An era of cheap oil has highlighted Saudi Arabia's unsustainable dependence on crude, with dwindling revenues prompting an urgent economic reform initiative in Riyadh.
On Monday, the prince in charge of the kingdom's economy unveiled details of the plan, which will raise capital for public investment through the partial privatization of the state oil company, Saudi Aramco.
Deputy Crown Prince Mohammed bin Salman, son of King Salman, told state television channel al Arabiya that shares worth up to five percent of Saudi Aramco would be sold to investors after the firm is converted into a holding company. The company would be valued at more than $2 trillion based on that sale, he said, making it the most valuable public company in the world. He noted that a sale of just 1 percent would amount to the largest initial public offering ever.
"We will not allow our country ever to be at the mercy of commodity price volatility or external markets," he declared.
Saudi Aramco says it has 260 billion barrels of proven crude reserves, more than 10 times as much as Exxon Mobil, which is currently the largest publicly traded oil company. Even as oil prices plummeted by more than 50 percent over the past two years, Riyadh has continued pumping from its reserves, which still account for one in 10 barrels produced every day. Last year, the government ran a record budget deficit of $98 billion.
Prince Salman has been the subject of several profiles in the financial press in the past year, most recently in Bloomberg Businessweek. Charged with overseeing the country's economy and defense at just 31 years of age, the prince is one of the most powerful people in the Gulf. He previewed his overhaul last week in Businessweek, indicating plans to shift Saudi income away from oil revenues and toward investment income earned by a massive sovereign wealth fund.
"The kingdom can live in 2020 without any dependence on oil," claimed the prince. "The Saudi addiction to oil has disturbed development of many sectors in past years."
On Monday, Saudi television broadcast King Salman's announcement that the plan, dubbed "Saudi Vision 2030" had the royal cabinet's backing. The plan aims to more than triple non-oil revenue to $160 billion by 2020 and $267 billion by 2030.
While the potential listing of Saudi Aramco has some investors salivating at the prospect, the details of its IPO — including how much access buyers would have to its overall financial details — are still unclear. It has also not yet been determined if investors would be buying into revenues coming from the reserves themselves or another part of the company's operations. While Prince Salman has highlighted the requisite transparency that comes with public listings, Saudi Aramco is considered one of the most secretive companies in the world.
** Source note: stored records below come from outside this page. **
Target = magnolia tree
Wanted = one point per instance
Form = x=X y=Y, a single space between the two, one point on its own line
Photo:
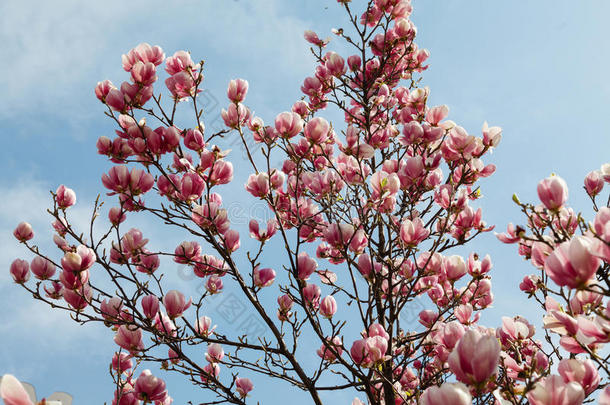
x=366 y=217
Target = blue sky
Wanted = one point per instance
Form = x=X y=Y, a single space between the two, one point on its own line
x=537 y=69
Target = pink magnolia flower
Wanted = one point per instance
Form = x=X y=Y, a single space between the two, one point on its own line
x=175 y=303
x=144 y=73
x=12 y=392
x=378 y=330
x=150 y=388
x=243 y=386
x=573 y=263
x=143 y=53
x=328 y=306
x=475 y=358
x=214 y=353
x=65 y=197
x=448 y=393
x=20 y=271
x=325 y=352
x=263 y=277
x=237 y=90
x=23 y=232
x=553 y=192
x=552 y=390
x=129 y=338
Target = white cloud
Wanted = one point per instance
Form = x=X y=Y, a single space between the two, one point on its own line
x=55 y=52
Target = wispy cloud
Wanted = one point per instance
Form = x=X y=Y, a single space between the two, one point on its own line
x=56 y=51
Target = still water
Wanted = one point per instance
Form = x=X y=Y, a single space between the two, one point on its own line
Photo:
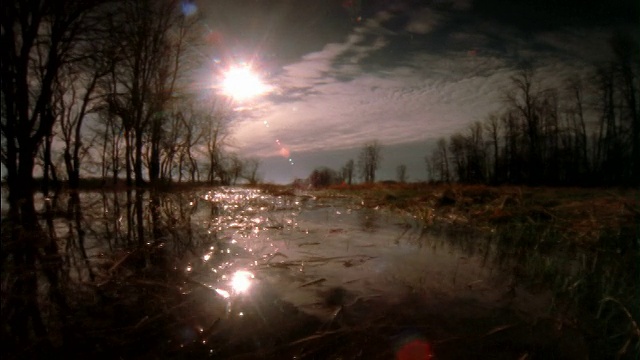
x=238 y=273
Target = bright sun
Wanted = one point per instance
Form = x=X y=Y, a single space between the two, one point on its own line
x=241 y=83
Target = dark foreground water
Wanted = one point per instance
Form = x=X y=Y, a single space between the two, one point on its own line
x=236 y=273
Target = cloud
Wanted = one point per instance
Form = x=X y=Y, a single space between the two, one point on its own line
x=404 y=87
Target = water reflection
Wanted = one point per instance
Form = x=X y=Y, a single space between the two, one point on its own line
x=236 y=272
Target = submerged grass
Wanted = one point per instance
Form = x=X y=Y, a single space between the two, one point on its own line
x=583 y=244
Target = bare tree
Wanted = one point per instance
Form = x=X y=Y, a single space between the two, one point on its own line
x=347 y=171
x=250 y=173
x=401 y=173
x=369 y=160
x=37 y=39
x=144 y=78
x=492 y=127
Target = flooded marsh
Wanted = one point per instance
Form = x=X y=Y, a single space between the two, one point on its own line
x=242 y=273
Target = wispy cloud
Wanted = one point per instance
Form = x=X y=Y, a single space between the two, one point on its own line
x=402 y=84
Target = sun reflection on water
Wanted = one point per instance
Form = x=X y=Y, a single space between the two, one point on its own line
x=241 y=281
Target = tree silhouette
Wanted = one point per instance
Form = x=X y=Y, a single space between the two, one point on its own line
x=369 y=160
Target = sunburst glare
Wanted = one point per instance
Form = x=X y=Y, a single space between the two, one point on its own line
x=242 y=83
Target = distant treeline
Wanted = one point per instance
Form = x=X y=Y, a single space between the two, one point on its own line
x=586 y=132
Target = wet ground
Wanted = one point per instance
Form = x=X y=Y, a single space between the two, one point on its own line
x=238 y=273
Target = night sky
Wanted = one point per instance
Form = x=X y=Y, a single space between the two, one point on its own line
x=403 y=72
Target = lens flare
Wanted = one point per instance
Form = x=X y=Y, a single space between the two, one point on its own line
x=241 y=83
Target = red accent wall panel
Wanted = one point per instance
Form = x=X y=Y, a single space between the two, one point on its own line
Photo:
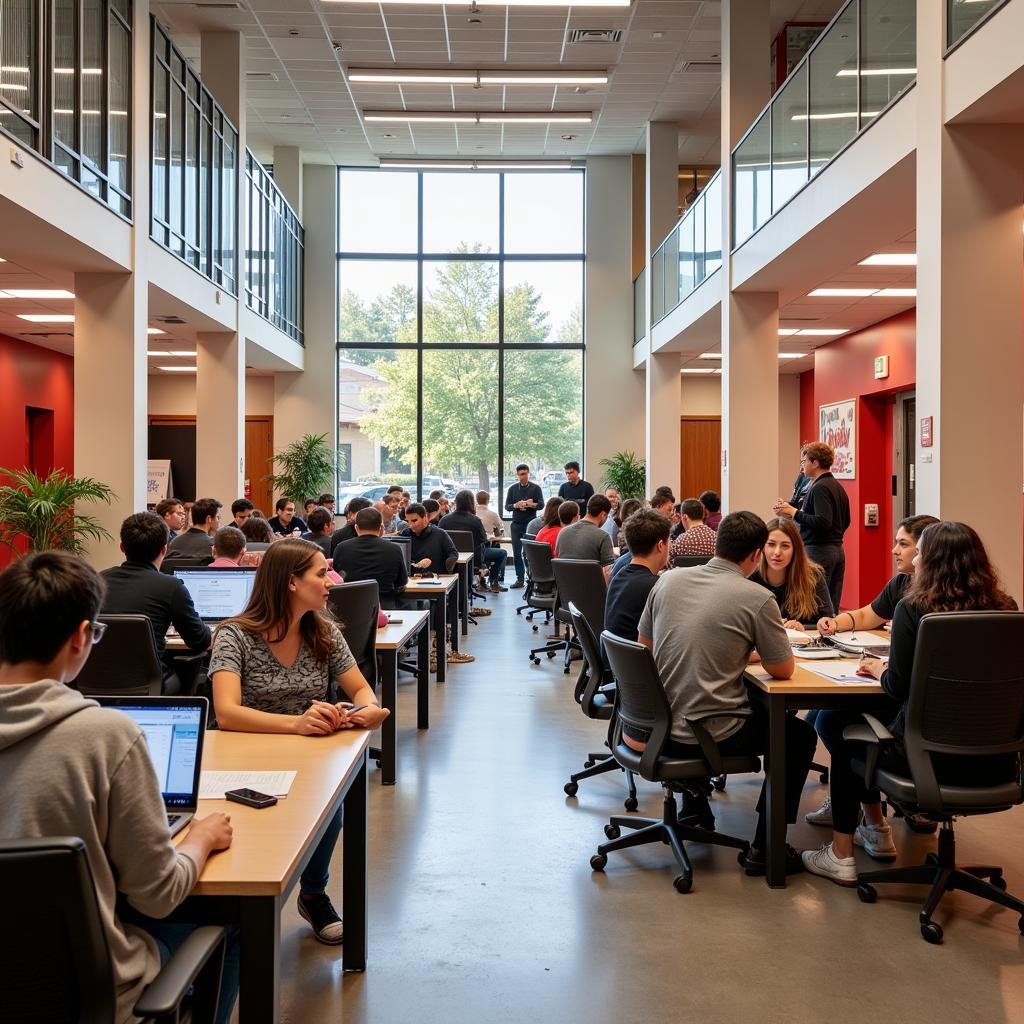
x=845 y=369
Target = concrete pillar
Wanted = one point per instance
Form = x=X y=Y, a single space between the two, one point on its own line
x=970 y=295
x=288 y=174
x=750 y=321
x=662 y=386
x=608 y=317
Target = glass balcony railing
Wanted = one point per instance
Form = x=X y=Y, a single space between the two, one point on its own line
x=690 y=253
x=273 y=259
x=863 y=60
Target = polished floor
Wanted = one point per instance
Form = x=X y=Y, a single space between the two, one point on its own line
x=483 y=907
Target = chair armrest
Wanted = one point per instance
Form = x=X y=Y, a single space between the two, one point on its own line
x=164 y=995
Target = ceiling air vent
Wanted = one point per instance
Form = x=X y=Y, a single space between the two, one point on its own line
x=595 y=35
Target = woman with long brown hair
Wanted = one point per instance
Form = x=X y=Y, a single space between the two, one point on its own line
x=799 y=585
x=952 y=573
x=271 y=669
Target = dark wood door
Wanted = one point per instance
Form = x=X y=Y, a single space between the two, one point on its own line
x=699 y=455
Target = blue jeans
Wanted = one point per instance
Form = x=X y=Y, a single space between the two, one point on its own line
x=314 y=878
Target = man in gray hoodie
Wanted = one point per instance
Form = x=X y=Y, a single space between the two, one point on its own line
x=69 y=767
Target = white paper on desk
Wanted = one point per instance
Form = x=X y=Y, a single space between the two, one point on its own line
x=213 y=784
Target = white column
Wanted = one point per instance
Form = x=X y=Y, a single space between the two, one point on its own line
x=970 y=295
x=662 y=385
x=750 y=321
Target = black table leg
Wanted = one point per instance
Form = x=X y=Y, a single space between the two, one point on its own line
x=353 y=893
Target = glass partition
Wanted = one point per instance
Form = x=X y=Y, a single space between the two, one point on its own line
x=273 y=271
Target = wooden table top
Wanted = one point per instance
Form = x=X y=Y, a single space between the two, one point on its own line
x=393 y=635
x=268 y=843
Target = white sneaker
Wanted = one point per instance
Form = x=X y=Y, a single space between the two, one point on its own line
x=877 y=841
x=842 y=870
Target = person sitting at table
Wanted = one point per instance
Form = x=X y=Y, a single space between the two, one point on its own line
x=272 y=667
x=952 y=573
x=798 y=584
x=69 y=767
x=704 y=624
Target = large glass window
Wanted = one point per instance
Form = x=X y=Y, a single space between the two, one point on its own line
x=460 y=342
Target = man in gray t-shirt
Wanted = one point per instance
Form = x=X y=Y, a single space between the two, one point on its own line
x=704 y=624
x=586 y=539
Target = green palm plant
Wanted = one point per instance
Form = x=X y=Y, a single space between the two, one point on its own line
x=308 y=467
x=39 y=513
x=627 y=472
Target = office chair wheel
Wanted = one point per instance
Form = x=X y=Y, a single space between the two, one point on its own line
x=867 y=893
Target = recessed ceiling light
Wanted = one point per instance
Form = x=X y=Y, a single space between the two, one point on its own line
x=891 y=259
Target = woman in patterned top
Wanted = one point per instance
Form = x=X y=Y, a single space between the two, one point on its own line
x=271 y=670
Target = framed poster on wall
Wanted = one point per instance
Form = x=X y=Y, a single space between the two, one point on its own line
x=838 y=428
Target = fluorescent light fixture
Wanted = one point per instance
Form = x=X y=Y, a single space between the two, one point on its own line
x=890 y=259
x=412 y=76
x=36 y=293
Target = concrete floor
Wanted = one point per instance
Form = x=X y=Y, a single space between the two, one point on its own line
x=483 y=907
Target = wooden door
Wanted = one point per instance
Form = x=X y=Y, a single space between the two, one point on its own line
x=259 y=448
x=699 y=455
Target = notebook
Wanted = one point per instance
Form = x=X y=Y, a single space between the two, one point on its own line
x=173 y=729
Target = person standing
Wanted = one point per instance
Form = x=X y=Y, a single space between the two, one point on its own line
x=574 y=488
x=522 y=500
x=824 y=516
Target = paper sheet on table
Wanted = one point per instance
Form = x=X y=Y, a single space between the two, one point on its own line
x=213 y=784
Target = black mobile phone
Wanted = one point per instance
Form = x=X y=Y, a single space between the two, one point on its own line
x=251 y=798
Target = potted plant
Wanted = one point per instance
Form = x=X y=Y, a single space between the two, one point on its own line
x=627 y=472
x=308 y=467
x=39 y=513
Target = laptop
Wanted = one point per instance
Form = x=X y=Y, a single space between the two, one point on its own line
x=174 y=729
x=217 y=594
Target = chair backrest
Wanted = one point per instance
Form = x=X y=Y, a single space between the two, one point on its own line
x=685 y=561
x=967 y=693
x=54 y=961
x=354 y=605
x=582 y=582
x=642 y=701
x=124 y=663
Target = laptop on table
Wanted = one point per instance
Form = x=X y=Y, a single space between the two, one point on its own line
x=174 y=728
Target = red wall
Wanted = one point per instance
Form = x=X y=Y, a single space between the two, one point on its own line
x=845 y=369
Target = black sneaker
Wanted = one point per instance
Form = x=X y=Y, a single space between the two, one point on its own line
x=755 y=861
x=320 y=911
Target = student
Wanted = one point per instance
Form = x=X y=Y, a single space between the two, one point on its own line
x=321 y=522
x=566 y=513
x=798 y=584
x=521 y=500
x=953 y=573
x=229 y=547
x=286 y=522
x=173 y=513
x=369 y=556
x=198 y=541
x=696 y=539
x=702 y=625
x=271 y=669
x=69 y=767
x=136 y=587
x=585 y=539
x=574 y=488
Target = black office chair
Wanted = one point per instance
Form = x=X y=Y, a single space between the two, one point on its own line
x=55 y=965
x=125 y=663
x=643 y=706
x=966 y=701
x=597 y=700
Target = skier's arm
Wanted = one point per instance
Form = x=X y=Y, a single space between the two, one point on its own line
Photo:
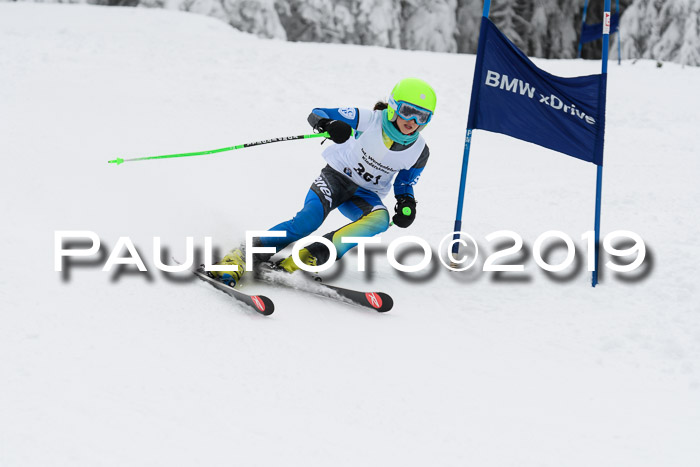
x=356 y=118
x=406 y=178
x=405 y=208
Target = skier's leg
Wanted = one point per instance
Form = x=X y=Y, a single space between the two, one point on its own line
x=370 y=217
x=328 y=191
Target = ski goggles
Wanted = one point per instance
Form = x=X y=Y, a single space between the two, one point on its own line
x=408 y=111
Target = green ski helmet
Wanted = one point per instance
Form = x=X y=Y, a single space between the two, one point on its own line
x=412 y=99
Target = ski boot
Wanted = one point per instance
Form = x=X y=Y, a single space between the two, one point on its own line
x=234 y=258
x=306 y=257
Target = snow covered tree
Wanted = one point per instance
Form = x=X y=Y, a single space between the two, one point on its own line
x=662 y=30
x=377 y=22
x=429 y=25
x=468 y=22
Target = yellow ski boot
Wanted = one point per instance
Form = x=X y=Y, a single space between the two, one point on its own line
x=231 y=278
x=305 y=256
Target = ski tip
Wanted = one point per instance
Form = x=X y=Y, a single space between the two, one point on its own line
x=380 y=301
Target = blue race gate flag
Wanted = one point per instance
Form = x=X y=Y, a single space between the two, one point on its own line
x=510 y=95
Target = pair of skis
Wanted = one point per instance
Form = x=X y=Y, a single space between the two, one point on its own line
x=377 y=301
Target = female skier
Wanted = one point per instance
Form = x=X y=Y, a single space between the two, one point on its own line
x=386 y=141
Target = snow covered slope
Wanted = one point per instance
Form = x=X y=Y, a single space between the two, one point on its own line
x=148 y=369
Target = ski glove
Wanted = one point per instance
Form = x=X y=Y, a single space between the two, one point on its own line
x=339 y=131
x=405 y=211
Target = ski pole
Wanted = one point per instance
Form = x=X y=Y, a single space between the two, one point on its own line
x=119 y=160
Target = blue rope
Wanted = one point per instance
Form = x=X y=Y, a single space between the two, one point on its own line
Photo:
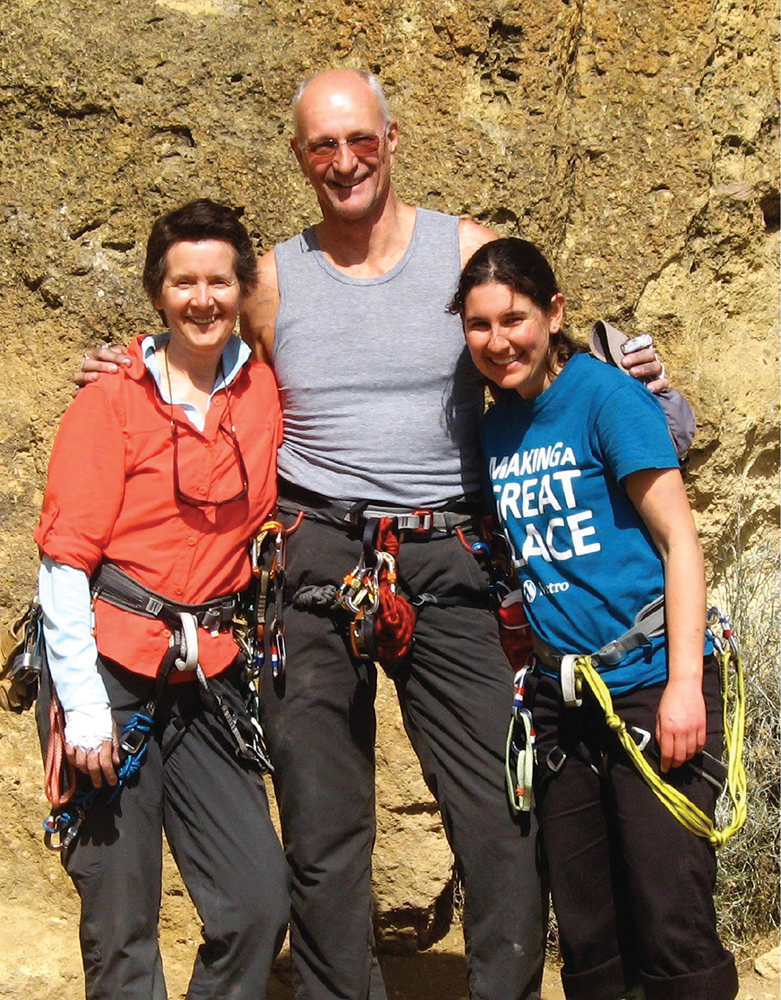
x=73 y=813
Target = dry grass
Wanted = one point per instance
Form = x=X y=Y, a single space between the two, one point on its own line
x=747 y=889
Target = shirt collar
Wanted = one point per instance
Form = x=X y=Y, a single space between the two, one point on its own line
x=235 y=355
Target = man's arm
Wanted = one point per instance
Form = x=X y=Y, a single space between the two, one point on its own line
x=471 y=236
x=259 y=310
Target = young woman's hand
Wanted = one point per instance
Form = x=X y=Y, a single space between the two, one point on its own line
x=680 y=721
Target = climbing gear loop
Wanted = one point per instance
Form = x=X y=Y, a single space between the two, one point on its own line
x=21 y=659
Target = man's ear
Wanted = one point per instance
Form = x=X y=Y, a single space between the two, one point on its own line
x=556 y=313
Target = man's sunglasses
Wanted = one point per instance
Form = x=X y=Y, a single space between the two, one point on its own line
x=325 y=150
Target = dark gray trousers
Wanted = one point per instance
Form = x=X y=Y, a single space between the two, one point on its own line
x=632 y=888
x=214 y=811
x=456 y=697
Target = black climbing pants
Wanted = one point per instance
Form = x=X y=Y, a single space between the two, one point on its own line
x=214 y=811
x=632 y=889
x=456 y=698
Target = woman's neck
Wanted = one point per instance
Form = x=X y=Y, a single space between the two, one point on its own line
x=190 y=378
While giving his son free reign to oversee economic reforms, King Salman has cracked down on internal dissent since ascending to the throne in January 2015. He has stepped up executions and rolled back some of the liberalizing measures of his predecessor and brother, King Abdullah.
On Monday, Prince Salman indicated that his plan seeks to increase the role of women in the Saudi workforce, though he noted that "we believe women have rights in Islam that they've yet to obtain," without elaborating. Women are currently banned from driving in the kingdom.
Just two months after his coronation, Salman authorized a devastating intervention overseen by the prince in neighboring Yemen, where Houthi rebels had driven the country's internationally recognized government into exile. The Saudi-led coalition in Yemen has been accused of a wide range of human rights violations committed in the past year, and the UN says the coalition's jets are responsible for the majority for more than 3,200 civilian deaths.
Since 2010, Saudi Arabia has purchased more than $100 billion in American arms. Washington provides an array of support measures for the coalition, including aerial refueling and intelligence sharing.